It remains
to be said that the organs described by Darwin as "primitive"
eyes actually possess a complex and irreducible structure
that can never be explained by chance. Even in its simplest
form, for seeing to happen, some of a creature's cells need
to become light-sensitive-that is, they need to possess the
ability to transduce this sensitivity to light into electrical
signals; a nerve network from these cells to the brain needs
to emerge; and a visual center in the brain to evaluate the
information has to be formed. It is senseless to propose that
all of these things came about by chance, at the same time,
and in the same living thing. In his book Evrim Kurami
ve Bagnazlik (The Theory of Evolution and Bigotry), which
he wrote to defend the theory of evolution, the evolutionist
writer Cemal Yildirim admits this fact in this way:
A large number of mechanisms
need to work together for sight: As well as the eye and
the mechanisms inside it, we can mention the links between
special centers in the brain and the eye. How did this complex
system-creation come about?

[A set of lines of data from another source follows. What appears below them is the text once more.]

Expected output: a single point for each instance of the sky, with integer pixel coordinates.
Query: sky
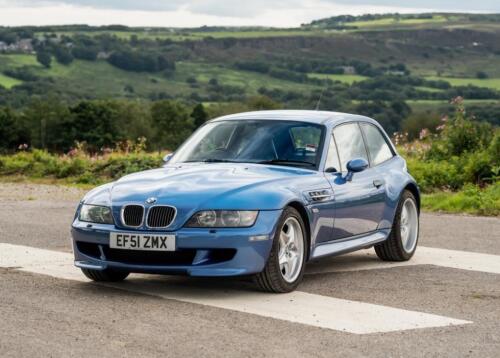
(194, 13)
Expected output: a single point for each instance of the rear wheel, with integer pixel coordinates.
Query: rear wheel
(285, 266)
(105, 275)
(402, 241)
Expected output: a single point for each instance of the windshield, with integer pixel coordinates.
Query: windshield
(255, 141)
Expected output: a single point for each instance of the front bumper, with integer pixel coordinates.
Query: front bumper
(199, 252)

According to biologists, the
first step in the emergence of the eye during the evolutionary
process was taken with the appearance of a small, light-sensitive
area on the skin of some primitive living things. But what
advantage could such a minute development on its own confer
on a living thing in natural selection? As well
as this, there needs to be a visual center formed in the
brain and a nerve system linked to it. As long as these
rather complicated mechanisms are not linked to one another,
then we cannot expect what we call "sight" to emerge. Darwin
believed that variations emerged by chance. If that were
the case, would not the appearance of all the many variations
that sight requires in various places in the organism at
the same time and their working together turn into a mystical
puzzle?… However, a number of complementary changes working
together in harmony and cooperation are needed for sight…
Some molluscs' eyes have retina, cornea, and a lens of cellulose
tissue just like ours. Now, how can we explain the evolutionary
processes of these two very different types requiring a
string of chance events just by natural selection? It is
a matter for debate whether Darwinists have been able to
provide a satisfactory answer to this question…352
This problem is so great from the evolutionist
point of view that the closer we look at the details, the
worse the quandary the theory finds itself in. One important
"detail" which needs to be looked at is the claim about "the
cell which came to be sensitive to light." Darwinists gloss
this over by saying, "Sight may have started by a single cell
becoming sensitive to light." But what kind of design is such
a structure supposed to have had?
 
352 Cemal
Yildirim, Evrim Kurami ve Bagnazlik (Theory of Evolution
and Bigotry), Bilgi Publications, January 1989, pp. 58-59.